|About the Candy Dish of Death:
The Candy Dish of Death was constructed on the first year that my daughter was too old to go trick or treating. Until this project, all of our decorations had been built for our Halloween parties. But this one was the first one that could be enjoyed by everyone in the neighborhood.
The original idea was sketched on a post-it note and is shown below.
Several skulls (I used ones that I made using my Cheap Skulls technique.
Misc. assortment of acrylic paint and brushes.
6 - "L" brackets ( sold in sets of 3 for a few bucks at Wal-Mart)

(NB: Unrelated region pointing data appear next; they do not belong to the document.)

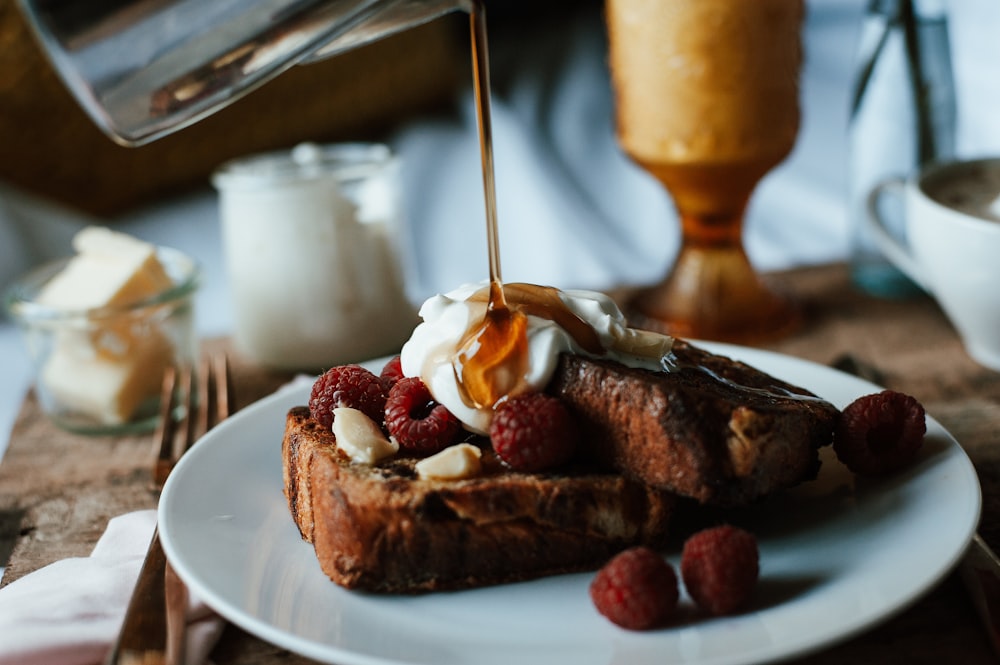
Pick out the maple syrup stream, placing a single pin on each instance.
(492, 357)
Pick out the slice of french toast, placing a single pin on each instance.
(713, 429)
(381, 528)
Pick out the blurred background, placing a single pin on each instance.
(574, 212)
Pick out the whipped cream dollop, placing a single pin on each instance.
(431, 350)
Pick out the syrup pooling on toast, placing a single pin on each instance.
(492, 356)
(577, 322)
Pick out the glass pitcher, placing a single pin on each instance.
(144, 68)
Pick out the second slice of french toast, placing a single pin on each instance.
(381, 528)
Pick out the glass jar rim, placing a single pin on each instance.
(19, 299)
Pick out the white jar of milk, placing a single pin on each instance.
(309, 239)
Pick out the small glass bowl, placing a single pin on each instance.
(99, 371)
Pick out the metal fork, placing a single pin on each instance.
(153, 631)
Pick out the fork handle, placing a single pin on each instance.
(144, 635)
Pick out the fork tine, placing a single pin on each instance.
(189, 424)
(166, 428)
(204, 399)
(224, 402)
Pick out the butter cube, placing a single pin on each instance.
(109, 388)
(359, 437)
(110, 268)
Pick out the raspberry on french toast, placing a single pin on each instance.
(713, 429)
(381, 528)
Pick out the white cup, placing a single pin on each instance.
(952, 244)
(309, 239)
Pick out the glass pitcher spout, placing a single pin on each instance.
(145, 68)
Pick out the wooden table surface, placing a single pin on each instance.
(58, 491)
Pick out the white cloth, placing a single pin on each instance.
(70, 612)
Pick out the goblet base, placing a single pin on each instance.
(714, 294)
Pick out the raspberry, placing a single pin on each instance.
(350, 386)
(533, 432)
(637, 589)
(416, 421)
(880, 433)
(719, 567)
(392, 372)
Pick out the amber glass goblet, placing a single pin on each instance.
(706, 95)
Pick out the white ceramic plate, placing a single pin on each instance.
(837, 556)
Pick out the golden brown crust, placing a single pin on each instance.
(713, 429)
(380, 528)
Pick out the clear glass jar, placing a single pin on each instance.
(100, 370)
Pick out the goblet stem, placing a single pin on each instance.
(712, 291)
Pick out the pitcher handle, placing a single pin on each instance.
(897, 252)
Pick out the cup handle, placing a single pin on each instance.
(898, 253)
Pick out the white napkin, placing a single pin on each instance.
(69, 612)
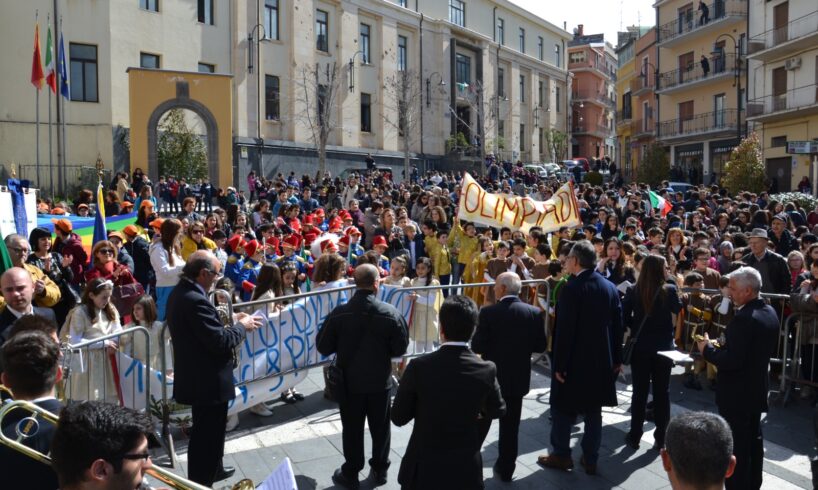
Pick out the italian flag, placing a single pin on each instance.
(50, 68)
(658, 202)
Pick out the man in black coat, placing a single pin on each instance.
(507, 334)
(203, 364)
(31, 360)
(587, 358)
(18, 291)
(743, 374)
(364, 334)
(448, 393)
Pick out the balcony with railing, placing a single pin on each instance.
(719, 67)
(801, 101)
(720, 12)
(707, 124)
(601, 98)
(644, 128)
(775, 43)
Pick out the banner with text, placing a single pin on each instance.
(516, 212)
(287, 342)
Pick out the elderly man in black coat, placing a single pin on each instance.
(507, 334)
(587, 358)
(743, 374)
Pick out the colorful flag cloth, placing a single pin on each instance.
(100, 232)
(660, 203)
(50, 68)
(63, 68)
(37, 76)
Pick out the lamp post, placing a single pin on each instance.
(736, 80)
(352, 70)
(441, 83)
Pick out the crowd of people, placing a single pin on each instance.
(622, 269)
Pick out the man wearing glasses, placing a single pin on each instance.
(46, 291)
(203, 357)
(101, 446)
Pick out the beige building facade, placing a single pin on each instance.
(454, 50)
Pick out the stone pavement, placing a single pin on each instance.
(309, 433)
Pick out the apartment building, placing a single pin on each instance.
(453, 49)
(783, 93)
(592, 61)
(700, 84)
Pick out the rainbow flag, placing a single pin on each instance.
(84, 227)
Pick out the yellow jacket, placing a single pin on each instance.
(189, 246)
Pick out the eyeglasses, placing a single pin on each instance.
(137, 456)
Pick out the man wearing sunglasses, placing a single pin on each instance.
(99, 445)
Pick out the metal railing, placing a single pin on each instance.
(724, 64)
(793, 99)
(796, 28)
(692, 20)
(709, 122)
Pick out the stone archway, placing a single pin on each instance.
(152, 93)
(183, 101)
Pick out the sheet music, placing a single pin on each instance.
(282, 478)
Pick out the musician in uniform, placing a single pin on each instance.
(203, 360)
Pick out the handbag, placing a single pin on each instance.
(630, 345)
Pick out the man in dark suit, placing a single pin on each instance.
(507, 334)
(448, 393)
(31, 360)
(743, 379)
(364, 334)
(18, 290)
(203, 364)
(587, 358)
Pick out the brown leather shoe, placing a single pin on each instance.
(556, 462)
(590, 469)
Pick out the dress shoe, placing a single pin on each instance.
(503, 477)
(556, 462)
(378, 477)
(340, 479)
(590, 469)
(224, 473)
(261, 410)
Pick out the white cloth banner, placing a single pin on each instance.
(287, 342)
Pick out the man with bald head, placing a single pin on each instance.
(18, 290)
(364, 334)
(46, 291)
(507, 334)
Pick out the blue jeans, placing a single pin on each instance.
(561, 425)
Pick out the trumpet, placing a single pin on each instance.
(28, 427)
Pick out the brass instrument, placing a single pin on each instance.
(162, 475)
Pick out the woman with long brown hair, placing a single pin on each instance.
(166, 261)
(647, 311)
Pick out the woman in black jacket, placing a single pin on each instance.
(657, 298)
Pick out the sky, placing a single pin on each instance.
(606, 16)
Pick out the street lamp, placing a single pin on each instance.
(352, 70)
(736, 80)
(442, 83)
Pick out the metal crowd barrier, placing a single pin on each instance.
(90, 374)
(419, 344)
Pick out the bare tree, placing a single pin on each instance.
(317, 89)
(403, 94)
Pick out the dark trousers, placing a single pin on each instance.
(748, 448)
(374, 407)
(206, 447)
(647, 368)
(509, 432)
(561, 424)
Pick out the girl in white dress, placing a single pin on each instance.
(94, 317)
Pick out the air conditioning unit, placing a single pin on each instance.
(793, 64)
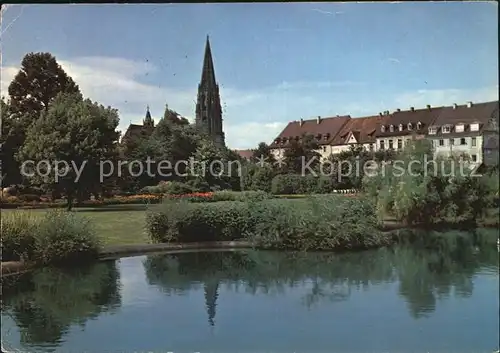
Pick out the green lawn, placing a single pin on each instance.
(115, 225)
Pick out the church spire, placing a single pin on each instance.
(148, 121)
(208, 73)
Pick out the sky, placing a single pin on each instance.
(274, 62)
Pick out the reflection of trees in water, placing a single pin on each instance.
(435, 267)
(47, 302)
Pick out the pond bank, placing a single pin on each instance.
(9, 268)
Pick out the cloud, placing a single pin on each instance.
(250, 116)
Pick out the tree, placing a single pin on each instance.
(38, 82)
(79, 133)
(10, 140)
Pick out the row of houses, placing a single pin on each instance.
(470, 129)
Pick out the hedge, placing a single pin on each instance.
(321, 222)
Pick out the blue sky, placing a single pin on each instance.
(274, 62)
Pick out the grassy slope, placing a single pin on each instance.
(116, 225)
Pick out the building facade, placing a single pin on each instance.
(470, 129)
(323, 130)
(467, 131)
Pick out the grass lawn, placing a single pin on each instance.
(115, 225)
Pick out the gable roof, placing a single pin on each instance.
(463, 114)
(364, 129)
(324, 128)
(246, 154)
(425, 117)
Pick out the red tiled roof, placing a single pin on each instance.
(477, 113)
(326, 129)
(425, 117)
(364, 129)
(247, 154)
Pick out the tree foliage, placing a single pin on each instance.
(80, 132)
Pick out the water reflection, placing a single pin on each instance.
(46, 303)
(438, 266)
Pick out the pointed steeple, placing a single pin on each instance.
(208, 73)
(148, 121)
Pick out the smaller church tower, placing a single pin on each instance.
(208, 106)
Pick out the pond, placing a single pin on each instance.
(402, 299)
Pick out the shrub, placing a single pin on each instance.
(18, 240)
(320, 222)
(290, 184)
(181, 221)
(29, 197)
(56, 237)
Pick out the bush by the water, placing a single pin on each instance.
(55, 237)
(289, 184)
(321, 222)
(429, 193)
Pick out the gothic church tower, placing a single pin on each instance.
(208, 107)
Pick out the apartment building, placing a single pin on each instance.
(359, 132)
(324, 130)
(400, 127)
(466, 130)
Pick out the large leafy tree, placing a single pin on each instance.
(80, 132)
(38, 82)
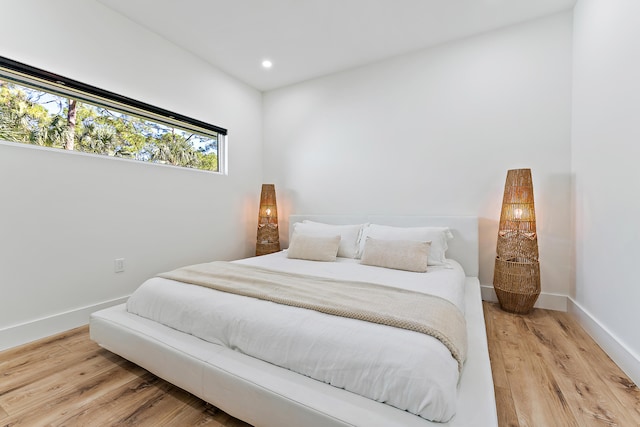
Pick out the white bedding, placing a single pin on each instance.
(405, 369)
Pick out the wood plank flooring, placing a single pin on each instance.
(547, 372)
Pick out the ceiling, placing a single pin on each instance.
(310, 38)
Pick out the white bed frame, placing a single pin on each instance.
(263, 394)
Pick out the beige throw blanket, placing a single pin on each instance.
(370, 302)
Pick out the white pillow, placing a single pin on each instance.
(438, 236)
(349, 235)
(399, 254)
(313, 248)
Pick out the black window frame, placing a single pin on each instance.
(48, 81)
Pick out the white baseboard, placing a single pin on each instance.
(545, 300)
(615, 349)
(23, 333)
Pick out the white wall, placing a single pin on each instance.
(435, 132)
(605, 153)
(65, 217)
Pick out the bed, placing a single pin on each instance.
(265, 394)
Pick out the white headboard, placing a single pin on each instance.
(463, 247)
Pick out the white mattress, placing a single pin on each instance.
(405, 369)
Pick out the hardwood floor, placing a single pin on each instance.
(547, 372)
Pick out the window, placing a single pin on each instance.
(40, 108)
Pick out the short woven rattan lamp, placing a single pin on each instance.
(516, 277)
(268, 240)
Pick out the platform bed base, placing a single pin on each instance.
(263, 394)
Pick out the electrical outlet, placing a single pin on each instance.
(118, 265)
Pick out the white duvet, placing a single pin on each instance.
(405, 369)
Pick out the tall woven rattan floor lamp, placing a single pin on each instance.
(268, 238)
(516, 277)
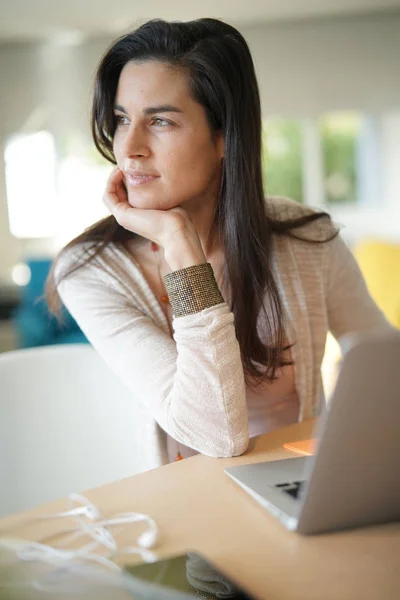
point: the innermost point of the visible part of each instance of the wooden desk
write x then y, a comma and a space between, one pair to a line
198, 507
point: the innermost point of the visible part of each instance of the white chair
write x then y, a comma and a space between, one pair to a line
67, 423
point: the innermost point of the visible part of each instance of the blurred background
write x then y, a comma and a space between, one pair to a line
330, 85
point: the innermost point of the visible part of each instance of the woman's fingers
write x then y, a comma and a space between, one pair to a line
155, 225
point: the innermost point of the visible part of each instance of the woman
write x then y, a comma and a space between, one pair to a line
211, 303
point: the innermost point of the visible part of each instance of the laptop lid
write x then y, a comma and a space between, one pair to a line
354, 478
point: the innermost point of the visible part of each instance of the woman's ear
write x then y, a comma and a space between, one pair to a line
220, 145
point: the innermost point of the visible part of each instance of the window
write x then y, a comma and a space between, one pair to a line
30, 163
339, 134
53, 192
282, 158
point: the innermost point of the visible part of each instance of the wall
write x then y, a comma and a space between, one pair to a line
304, 69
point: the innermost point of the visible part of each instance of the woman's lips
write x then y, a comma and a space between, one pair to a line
139, 179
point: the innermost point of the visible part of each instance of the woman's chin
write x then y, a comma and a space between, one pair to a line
148, 203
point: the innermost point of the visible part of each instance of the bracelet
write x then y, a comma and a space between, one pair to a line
193, 289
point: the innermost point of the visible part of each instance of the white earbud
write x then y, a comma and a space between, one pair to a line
148, 539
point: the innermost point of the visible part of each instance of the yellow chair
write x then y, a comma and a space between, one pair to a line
380, 264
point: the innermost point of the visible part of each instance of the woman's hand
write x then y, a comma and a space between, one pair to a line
172, 229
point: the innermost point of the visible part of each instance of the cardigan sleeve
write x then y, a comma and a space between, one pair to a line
350, 306
193, 385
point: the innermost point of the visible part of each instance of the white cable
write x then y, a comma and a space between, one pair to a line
91, 523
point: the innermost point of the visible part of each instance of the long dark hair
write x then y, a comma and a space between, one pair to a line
222, 79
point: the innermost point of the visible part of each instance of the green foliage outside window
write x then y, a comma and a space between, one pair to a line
339, 137
282, 161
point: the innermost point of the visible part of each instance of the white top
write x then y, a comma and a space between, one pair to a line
191, 386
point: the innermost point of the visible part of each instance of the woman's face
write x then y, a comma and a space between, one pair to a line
162, 142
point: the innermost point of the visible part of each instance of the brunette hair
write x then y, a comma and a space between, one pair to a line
222, 79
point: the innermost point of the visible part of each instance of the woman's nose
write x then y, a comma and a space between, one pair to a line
135, 143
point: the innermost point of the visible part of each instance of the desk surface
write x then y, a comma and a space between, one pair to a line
197, 507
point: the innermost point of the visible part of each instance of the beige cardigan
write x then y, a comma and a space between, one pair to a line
192, 386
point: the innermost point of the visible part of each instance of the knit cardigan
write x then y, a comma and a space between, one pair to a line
192, 386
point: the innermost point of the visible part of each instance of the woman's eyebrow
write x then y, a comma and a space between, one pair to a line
152, 110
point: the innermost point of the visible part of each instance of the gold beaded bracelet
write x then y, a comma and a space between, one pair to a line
193, 289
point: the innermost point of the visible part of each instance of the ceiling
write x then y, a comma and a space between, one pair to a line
73, 20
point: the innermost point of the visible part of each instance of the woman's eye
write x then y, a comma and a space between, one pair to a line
121, 120
161, 122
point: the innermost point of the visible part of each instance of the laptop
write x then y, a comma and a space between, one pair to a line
353, 479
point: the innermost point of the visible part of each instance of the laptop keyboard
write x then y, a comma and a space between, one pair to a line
293, 488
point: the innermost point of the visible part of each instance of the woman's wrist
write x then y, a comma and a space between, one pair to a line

4 - 12" spike nails (to secure project to ground when finished)
1 - (optional) Bag of Bones prop from Wal-Mart
1 - (optional) Rubber glove
1 - Wooden base at least 1' x 2' in size
1 - Roll of paper towels
1 - Hot glue gun and glue sticks
1 - Scrap pvc pipe (I used 2" pipe for strength)
1 - Plastic candy dish
The first step is to obtain the materials. I used several skulls that we had built using my "cheap skull" technique. I already have very detailed instructions on creating these skulls here.
Use 3 "L-brackets" to attach the 2" pvc pipe to the wooden base. I trimmed the pvc to about waist height, but you can make it as tall as you'd like. Just remember that you may have small children reaching into it.
Tip: It's a good idea to pre-drill the corners of the base so that you can hammer 12" nails through them and secure the pedestal to the ground on Halloween.
Begin cutting holes into the tops of the skulls and placing them on the pole. I also used some of the blow molded bones that you can by from Wal-mart" for a few bucks. These bones are glow in the dark, so you'll want to paint them later.
Keep stacking the skulls at random intervals. Make sure to rotate them so that they face different directions.
I also used hot glue on a rubber glove in addition to the skulls and the bones, but in hindsight, I would leave it off if I were doing it over. The glove was a lot of work and isn't very effective visually.
Be sure to use hot glue to connect the open areas between the skulls and bones. Continue doing this until you fill the entire pvp pole to within a few inches of the top.
Once you have the pole covered with skulls and bones, use three more "L brackets" to attach the candy bowl to the top. I used drywall screws to attach the brackets to the pole, but attached the bowl to the brackets with bolts and lock washers.
For safety, I covered the exposed bolts with globs of hot glue.
Next I twisted paper towels into "vines" and glued them from the top skull upwards onto the bowl. Once you have them glued into a pattern that you like, cover the entire "vine" with a thin layer of hot glue by going over them with the tip of the glue gun.
(Be careful not to start a fire! They are paper towels you know!)
After this step I went ahead and painted the skulls and vines. For detailed instructions on how to paint them to look gross click here or see my tutorial on making Cheap Skulls.
I now had the whole thing painted, but I didn't like the looks of the inside of the bowl. I didn't paint it before because I was afraid that the paint would be scraped off from the candy. The solution was simple though.
I tore sheets of paper towels and glued them down until I covered the entire inner bowl's surface. I then covered the towels in a layer of hot glue, just like I did with the "vines" earlier. Once the glue hardened, I simply painted it black with acrylic paint. And that finished out the entire project.
|Dish in Action:
Here are some shots of how it was displayed on Halloween night. Unfortunately, it was raining off and on so we had to use it indoors. It still looked pretty cool though!.